Why don’t affordable properties lower their rents? Wouldn’t that reduce the vacancy problem?

Owners do lower rents on rent-restricted units that are priced high relative to the market. Rent reductions have a limited impact on vacancy rates, though, given other barriers to leasing units, many of which are discussed above. Lowering rents also may contribute to the financial destabilization of a property, which causes operational challenges that increase turnover and decrease marketability. Furthermore, for mission-driven owners, renting a 60% AMI unit to a person who earns 50% AMI—too little to afford the unit’s modeled rent price—is problematic. It may set that person up for later eviction, when market conditions shift and rents increase. Lastly, lowering rent can drag down rent growth over a long period because of legal and contractual limits on annual rent hikes. These considerations may influence some owners to prolong their search for an income-qualified tenant, while a unit sits empty. 

How Does an Affordable Housing Owner Set the Rent for an Apartment?

Rent prices for rent-restricted apartments are calculated based on several variables, including the federally calculated current area median income (AMI) for the metropolitan area or county where the unit is located. 

  • Income restriction. Many affordable units are restricted at 60% AMI, so that hypothetically, a household can afford to live there if they earn up to 60% of area median income.
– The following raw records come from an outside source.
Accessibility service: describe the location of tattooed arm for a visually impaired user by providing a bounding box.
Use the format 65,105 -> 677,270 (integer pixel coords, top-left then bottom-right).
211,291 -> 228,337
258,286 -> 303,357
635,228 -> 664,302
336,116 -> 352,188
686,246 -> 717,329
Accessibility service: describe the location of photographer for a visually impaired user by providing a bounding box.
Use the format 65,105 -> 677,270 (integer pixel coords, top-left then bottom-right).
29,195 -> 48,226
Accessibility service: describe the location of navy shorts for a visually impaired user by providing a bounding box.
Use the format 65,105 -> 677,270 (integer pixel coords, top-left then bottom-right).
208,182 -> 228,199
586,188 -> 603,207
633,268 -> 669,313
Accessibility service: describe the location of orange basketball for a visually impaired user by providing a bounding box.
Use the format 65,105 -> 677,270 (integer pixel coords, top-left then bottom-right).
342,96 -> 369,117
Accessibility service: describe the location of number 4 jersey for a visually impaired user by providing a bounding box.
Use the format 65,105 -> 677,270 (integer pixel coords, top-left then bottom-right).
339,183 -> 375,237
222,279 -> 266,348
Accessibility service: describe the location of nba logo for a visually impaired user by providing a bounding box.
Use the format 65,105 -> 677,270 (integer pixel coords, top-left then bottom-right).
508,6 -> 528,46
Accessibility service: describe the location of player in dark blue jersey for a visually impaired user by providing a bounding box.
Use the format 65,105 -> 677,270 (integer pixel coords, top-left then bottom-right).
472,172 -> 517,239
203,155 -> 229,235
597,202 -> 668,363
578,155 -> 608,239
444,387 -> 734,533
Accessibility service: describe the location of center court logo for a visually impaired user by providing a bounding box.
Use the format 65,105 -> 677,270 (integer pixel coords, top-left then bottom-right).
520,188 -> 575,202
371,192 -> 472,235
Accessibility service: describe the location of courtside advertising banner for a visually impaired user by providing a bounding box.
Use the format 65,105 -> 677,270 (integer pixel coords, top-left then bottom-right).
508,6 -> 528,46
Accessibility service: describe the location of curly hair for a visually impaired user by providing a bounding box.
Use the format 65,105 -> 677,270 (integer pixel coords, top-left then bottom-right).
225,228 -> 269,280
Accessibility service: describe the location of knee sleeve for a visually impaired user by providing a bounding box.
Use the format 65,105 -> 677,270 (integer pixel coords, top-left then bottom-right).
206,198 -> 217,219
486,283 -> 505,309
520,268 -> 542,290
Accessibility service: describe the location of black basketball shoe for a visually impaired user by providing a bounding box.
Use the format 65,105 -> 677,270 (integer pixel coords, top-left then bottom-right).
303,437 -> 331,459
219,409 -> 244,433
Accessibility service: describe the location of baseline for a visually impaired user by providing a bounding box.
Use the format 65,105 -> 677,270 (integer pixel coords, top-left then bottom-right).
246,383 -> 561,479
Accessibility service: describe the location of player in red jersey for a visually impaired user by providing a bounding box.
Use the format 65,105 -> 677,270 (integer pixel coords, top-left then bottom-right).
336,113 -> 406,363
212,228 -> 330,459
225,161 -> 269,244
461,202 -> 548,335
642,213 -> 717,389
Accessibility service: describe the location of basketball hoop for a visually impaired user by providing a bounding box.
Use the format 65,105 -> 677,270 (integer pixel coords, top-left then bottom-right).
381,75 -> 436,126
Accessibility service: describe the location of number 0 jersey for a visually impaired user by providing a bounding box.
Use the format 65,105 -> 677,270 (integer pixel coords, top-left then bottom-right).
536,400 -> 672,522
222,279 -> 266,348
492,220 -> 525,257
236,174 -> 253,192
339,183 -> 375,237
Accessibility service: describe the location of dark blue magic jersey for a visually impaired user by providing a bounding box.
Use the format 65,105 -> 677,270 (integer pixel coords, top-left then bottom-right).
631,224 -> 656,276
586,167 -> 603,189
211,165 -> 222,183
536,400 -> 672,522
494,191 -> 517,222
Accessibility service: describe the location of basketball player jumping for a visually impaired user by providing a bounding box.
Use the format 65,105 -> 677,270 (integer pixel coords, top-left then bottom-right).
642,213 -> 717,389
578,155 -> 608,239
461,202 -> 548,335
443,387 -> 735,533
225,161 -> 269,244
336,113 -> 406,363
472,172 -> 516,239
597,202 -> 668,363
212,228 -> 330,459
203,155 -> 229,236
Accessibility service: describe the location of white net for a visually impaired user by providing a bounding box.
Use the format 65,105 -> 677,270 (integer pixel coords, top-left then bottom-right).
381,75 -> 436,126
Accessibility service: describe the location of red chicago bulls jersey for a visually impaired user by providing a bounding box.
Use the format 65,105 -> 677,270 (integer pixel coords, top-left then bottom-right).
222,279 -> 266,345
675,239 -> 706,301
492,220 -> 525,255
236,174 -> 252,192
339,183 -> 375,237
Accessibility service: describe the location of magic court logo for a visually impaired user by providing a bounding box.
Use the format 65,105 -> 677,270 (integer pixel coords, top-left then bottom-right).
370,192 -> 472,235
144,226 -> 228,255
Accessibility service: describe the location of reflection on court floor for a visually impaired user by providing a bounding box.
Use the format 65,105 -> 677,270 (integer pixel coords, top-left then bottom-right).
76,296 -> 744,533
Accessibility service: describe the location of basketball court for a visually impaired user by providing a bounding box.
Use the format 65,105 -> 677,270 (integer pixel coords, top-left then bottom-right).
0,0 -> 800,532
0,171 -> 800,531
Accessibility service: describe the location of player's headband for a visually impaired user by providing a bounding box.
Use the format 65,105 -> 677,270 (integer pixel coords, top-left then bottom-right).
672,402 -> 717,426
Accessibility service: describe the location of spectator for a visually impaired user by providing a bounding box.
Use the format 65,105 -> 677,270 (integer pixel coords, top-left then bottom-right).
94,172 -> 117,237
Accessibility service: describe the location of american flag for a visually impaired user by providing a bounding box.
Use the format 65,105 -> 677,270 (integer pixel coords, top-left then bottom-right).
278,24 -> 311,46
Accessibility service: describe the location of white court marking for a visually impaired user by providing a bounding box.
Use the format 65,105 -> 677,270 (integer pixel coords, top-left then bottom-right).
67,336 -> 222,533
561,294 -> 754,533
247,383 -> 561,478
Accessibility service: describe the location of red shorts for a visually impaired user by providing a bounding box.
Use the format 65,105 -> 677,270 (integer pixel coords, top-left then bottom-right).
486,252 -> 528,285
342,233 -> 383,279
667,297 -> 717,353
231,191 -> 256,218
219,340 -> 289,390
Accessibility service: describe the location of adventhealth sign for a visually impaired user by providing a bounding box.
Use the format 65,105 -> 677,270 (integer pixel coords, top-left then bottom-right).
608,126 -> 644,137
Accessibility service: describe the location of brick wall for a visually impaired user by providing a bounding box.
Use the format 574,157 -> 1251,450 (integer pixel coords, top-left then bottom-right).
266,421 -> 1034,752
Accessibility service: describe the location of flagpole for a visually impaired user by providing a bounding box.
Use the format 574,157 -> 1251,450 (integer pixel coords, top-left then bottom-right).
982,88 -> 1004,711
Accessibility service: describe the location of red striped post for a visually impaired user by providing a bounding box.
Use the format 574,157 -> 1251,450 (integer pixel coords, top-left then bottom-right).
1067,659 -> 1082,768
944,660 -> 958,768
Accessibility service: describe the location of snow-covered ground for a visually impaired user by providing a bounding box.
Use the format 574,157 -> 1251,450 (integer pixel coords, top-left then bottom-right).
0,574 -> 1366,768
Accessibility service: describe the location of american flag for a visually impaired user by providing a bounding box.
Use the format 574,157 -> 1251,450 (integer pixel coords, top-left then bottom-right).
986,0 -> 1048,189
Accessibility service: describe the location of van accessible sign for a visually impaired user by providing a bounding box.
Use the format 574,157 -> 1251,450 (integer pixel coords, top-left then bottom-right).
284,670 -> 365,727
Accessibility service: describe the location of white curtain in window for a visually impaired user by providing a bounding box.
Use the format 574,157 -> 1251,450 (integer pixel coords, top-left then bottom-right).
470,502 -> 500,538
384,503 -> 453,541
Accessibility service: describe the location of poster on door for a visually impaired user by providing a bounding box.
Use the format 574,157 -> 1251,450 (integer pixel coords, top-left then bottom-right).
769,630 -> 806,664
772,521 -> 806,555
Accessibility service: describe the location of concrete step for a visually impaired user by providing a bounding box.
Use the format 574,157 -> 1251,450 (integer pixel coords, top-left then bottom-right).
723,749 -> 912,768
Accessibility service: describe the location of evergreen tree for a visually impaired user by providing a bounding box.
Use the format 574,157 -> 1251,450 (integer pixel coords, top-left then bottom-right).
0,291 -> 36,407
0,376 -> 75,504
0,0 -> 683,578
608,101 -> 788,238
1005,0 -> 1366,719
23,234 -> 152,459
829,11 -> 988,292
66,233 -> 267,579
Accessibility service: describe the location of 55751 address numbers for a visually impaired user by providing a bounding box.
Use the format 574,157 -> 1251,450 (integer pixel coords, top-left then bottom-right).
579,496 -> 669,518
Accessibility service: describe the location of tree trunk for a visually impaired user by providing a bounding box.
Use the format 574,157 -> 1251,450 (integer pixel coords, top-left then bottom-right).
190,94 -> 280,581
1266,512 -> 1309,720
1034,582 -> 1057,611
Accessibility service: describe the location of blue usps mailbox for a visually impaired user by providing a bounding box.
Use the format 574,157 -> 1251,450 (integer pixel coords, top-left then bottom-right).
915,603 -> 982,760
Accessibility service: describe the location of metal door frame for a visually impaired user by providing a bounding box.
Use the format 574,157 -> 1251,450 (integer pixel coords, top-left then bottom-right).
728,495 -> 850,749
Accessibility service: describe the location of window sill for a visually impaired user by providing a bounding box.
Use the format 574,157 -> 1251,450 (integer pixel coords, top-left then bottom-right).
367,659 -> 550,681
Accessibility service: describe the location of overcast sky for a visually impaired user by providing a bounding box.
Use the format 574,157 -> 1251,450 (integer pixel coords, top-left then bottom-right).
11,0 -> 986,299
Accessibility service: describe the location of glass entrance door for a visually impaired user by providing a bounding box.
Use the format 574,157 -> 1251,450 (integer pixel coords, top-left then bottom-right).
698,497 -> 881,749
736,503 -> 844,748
Some units are restricted at lower income levels, such as 50% AMI or 30% AMI.

  • Current AMI levels. In 2025, the median monthly income for a three-person household in Portland was $9,307, according to HUD estimates. Thus, a family of three that earned up to $5,585 (or 60% of $9,307) could qualify to live in a 60% AMI unit.

  • Household size/number of bedrooms. HUD assumes that a two-bedroom unit is appropriately sized for a three-person household, a studio fits one person, etc.

  • Utility allowance. Rent limits are inclusive of utilities. Property owners estimate monthly utility costs per methods set by the federal government and reduce rent by that amount. For this example, we’ll use a $175 monthly utility allowance. 

  • The 30% Rule. HUD considers housing to be affordable if a household spends no more than 30% of their income on rent and utilities. 

Put all those numbers together, and you get the maximum allowable monthly rent for a two-bedroom 60% AMI unit. It was $1,500 in Multnomah County in 2025.